第5話

 一度目の卒業式は舞台の上で進路や将来の夢を語った。「中学生になったら、新しい友達をたくさん作りたいです」私はそう叫んだ。卒業の度にそれまでの関係をすべて終えてきたように思う。門出は圧倒的終わりだ。卒業アルバムの寄せ書きで完結している。どうか元気で。未来がいいものでありますように。


 新任で高学年の担任に大抜擢された体育大卒の若い教師は、明るくとても人気があったが、20代半ばですっかり禿げていた。それがかえって説得力をもたせていたように思う。生徒たちはその教師から健気さを感じ取っていた。他人を傷つけることの汚さ、傷ついた人の強さを学んだ。頑張っている人を笑うのは恥ずかしいことだ。気をつかいながら期待に応えていた。私たちもまた健気なこどもだった。
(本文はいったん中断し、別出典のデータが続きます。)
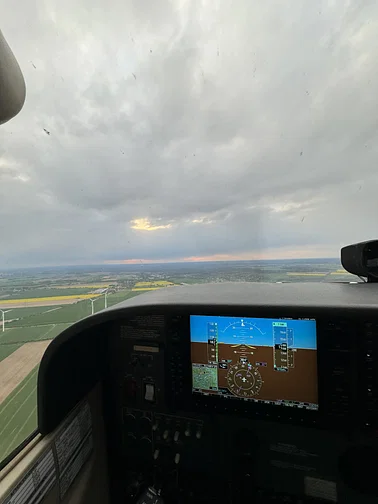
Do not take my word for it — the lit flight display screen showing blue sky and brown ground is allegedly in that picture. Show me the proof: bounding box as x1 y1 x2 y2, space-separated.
190 315 318 410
「先生はね、高校生の時にできたともだちが、今でも一番のともだちだなぁ。みんなも大きくなったらわかると思うよ。」卒業式の予行のあとで、担任がそう言っていたのをよく覚えている。遠い未来に一生もののともだちができるのだという漠然とした期待感と、卒業間近の小学生に向けてなんてことを言っているのだろうとかなしさを感じた。泣いたり笑ったり忙しい教師はずっと自分の人生を生きていたから、卒業しても友達でいたい小学生のことはわからなかったのだ。私は初めて人に裏切られたような居心地の悪さを感じたまま卒業することになった。夢に向かって。


 もうすぐ高校生活を終えようとしている私に、あの言葉が呪いのように纏わりついていた。